Time by yourself is also a great time to clean up messes in your home or in your relationships. I did a job on my apartment, not only cleaning, but discarding objects and clothing I no longer needed or used. Things that reminded me of the past - potentially preventing me from moving forward. I'm not saying you have to purge every memory from sight. Photos and memorabilia can be a wonderful way to recall joy or love we've felt or conversely, serve to remind us of past mistakes we'd rather not repeat. Assess if those things (or people) you're hanging on to will assist you in healing and moving forward or hinder your progress.
Quietude can be a glorious time to reflect on all the good in our lives. As I walked around the lake here in Austin, the sun shining on my face and wind just chilly enough to cause little goosebumps on my arm, I watched families play, couples run together, swans bathe themselves and felt truly blessed to be a witness to others' joy as well as my own.

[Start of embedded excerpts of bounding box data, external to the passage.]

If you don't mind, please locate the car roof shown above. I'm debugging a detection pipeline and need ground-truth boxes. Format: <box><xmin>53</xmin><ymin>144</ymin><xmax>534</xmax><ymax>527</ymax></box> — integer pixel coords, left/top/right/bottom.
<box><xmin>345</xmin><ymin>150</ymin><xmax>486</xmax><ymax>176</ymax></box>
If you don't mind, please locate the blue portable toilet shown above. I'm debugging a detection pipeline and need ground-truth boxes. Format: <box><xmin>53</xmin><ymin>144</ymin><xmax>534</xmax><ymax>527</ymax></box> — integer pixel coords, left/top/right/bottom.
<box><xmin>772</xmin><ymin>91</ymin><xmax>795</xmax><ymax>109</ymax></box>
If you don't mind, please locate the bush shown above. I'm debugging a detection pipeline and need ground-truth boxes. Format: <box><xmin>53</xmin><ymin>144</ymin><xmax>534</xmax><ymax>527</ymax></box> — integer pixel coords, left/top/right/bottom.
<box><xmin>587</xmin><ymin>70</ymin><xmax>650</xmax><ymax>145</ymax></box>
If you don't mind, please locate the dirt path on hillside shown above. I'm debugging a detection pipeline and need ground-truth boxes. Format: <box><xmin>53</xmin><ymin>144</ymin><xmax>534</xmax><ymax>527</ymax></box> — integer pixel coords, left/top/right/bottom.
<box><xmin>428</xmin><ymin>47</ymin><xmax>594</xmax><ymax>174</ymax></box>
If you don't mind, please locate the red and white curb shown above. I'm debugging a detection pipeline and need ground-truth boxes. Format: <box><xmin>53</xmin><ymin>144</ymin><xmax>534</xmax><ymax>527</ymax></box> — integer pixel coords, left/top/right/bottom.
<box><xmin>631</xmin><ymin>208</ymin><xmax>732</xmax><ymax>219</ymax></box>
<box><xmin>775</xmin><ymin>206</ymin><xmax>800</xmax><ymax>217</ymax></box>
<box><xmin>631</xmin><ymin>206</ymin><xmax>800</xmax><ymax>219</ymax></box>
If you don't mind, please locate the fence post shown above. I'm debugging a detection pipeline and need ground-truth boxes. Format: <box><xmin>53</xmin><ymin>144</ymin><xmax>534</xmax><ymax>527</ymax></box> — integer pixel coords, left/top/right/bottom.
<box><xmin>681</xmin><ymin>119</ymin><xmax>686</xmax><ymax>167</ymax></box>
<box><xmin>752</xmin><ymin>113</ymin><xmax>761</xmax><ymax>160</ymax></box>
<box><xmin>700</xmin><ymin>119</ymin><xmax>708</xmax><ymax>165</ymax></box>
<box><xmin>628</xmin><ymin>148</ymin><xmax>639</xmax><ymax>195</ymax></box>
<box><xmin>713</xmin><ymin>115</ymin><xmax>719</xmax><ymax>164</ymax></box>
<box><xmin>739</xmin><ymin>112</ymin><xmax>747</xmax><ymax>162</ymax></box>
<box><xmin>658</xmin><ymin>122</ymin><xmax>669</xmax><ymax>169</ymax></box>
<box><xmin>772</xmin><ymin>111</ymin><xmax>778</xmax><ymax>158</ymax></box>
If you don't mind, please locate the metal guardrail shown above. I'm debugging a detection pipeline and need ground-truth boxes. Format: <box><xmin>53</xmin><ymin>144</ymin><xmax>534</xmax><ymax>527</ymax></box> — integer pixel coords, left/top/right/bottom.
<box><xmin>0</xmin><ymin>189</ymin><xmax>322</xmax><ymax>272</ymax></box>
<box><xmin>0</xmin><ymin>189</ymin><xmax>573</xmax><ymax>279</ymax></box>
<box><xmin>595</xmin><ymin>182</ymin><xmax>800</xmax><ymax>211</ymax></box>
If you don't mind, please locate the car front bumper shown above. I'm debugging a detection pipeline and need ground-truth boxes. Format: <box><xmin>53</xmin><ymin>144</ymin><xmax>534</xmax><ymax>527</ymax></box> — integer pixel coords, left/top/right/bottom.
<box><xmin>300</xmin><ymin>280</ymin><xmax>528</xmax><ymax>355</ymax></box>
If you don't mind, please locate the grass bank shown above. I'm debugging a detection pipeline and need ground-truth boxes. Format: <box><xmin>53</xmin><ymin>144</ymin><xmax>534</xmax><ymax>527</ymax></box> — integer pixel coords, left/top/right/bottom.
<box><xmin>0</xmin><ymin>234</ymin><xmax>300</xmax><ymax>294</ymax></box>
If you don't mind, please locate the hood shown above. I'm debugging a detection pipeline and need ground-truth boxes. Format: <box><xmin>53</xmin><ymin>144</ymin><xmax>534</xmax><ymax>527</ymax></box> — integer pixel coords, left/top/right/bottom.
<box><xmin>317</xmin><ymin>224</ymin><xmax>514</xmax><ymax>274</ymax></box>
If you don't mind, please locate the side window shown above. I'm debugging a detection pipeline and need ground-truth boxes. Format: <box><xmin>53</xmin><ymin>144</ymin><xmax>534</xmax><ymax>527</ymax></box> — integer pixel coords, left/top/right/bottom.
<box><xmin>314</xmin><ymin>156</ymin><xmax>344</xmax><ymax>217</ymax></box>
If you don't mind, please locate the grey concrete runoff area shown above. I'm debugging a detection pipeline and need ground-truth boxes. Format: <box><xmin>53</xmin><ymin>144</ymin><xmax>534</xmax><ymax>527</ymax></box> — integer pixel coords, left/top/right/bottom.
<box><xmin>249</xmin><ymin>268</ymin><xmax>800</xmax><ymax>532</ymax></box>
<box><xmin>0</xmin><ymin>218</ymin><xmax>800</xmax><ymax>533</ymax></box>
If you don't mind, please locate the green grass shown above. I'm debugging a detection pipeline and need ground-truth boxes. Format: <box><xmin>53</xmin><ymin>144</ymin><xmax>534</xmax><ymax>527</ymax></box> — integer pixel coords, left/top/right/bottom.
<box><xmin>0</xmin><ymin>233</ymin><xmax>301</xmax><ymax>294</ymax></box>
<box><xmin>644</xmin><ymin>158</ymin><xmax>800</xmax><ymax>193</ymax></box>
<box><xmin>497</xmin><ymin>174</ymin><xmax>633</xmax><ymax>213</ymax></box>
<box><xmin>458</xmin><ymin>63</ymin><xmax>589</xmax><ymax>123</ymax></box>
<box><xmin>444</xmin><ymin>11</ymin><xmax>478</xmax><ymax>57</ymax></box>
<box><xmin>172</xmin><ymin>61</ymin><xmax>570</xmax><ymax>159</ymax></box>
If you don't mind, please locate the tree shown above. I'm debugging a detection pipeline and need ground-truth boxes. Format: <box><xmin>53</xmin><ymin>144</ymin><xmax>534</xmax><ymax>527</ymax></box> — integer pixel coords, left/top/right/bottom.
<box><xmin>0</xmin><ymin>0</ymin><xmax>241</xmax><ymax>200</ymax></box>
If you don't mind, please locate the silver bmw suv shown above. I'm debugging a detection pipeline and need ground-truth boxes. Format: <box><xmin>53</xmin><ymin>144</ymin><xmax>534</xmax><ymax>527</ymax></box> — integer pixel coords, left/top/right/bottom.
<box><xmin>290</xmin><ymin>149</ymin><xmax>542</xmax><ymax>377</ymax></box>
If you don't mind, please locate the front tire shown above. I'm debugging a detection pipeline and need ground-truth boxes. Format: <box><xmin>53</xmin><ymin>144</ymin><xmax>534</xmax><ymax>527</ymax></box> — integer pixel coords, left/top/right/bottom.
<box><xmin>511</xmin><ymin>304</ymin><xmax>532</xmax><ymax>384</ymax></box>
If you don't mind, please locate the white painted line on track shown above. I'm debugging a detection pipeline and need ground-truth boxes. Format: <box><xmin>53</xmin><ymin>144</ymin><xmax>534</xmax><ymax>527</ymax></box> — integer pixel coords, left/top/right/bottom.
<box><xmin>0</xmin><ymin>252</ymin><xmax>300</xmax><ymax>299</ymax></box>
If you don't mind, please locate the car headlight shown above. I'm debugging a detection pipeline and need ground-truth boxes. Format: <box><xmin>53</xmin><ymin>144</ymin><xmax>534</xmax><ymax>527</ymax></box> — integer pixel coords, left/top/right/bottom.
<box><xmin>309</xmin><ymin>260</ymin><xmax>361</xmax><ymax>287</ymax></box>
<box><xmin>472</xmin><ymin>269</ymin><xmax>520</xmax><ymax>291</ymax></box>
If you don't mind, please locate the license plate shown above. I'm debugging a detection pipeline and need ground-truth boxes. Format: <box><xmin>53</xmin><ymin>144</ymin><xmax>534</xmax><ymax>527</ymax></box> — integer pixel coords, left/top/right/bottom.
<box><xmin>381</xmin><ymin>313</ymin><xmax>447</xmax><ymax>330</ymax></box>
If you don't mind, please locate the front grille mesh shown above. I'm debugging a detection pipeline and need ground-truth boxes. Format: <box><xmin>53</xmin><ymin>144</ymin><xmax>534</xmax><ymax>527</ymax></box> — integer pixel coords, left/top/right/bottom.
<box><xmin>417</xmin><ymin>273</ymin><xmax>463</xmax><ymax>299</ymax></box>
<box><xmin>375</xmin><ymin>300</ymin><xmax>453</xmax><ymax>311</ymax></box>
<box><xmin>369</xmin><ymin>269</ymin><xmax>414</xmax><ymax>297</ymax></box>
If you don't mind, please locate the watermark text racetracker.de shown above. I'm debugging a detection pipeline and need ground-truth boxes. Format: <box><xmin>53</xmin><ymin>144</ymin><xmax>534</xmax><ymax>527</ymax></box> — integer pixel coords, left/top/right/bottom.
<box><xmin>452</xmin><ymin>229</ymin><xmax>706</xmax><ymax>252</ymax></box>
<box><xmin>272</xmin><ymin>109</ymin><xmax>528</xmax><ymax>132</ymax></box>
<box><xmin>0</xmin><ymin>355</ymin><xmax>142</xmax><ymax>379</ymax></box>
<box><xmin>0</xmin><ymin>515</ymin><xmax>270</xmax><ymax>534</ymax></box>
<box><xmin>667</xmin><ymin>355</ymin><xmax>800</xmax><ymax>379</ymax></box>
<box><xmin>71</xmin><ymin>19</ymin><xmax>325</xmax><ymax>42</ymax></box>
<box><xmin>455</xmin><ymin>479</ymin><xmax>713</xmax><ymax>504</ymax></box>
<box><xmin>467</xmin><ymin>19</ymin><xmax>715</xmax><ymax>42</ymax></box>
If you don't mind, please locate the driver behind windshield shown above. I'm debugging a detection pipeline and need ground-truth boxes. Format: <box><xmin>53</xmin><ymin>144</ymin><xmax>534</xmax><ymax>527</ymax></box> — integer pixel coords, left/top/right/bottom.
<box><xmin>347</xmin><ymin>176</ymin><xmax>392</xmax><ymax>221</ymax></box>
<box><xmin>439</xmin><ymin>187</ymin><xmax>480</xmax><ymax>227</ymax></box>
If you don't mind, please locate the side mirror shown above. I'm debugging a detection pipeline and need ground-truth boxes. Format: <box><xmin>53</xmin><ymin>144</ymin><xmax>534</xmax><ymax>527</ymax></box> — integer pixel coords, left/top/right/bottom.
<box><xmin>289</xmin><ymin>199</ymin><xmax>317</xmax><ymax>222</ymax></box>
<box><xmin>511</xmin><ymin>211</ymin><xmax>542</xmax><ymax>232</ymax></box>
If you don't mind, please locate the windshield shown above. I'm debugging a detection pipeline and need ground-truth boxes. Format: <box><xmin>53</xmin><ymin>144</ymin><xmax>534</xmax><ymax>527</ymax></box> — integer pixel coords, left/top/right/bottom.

For me, Christmas day was the beginning of a year, and hopefully a lifetime, of taking care of myself. I can say "no" to events, relationships and engagements I'd rather not pursue, and I can say "yes" to things I've been denying or ignoring for years. I understand we all have commitments to honor. But if you really want to make some changes in your life in the New Year, don't be afraid to cut out the "unnecessary" commitments - social engagements, Facebook, television, friend and family drama - all the ones that distract you from silence and self-reflection.
For it is only in sweet silence that we can uncover what we truly need to pursue to fulfill our goals and if our intentions are worth pursuing in the first place.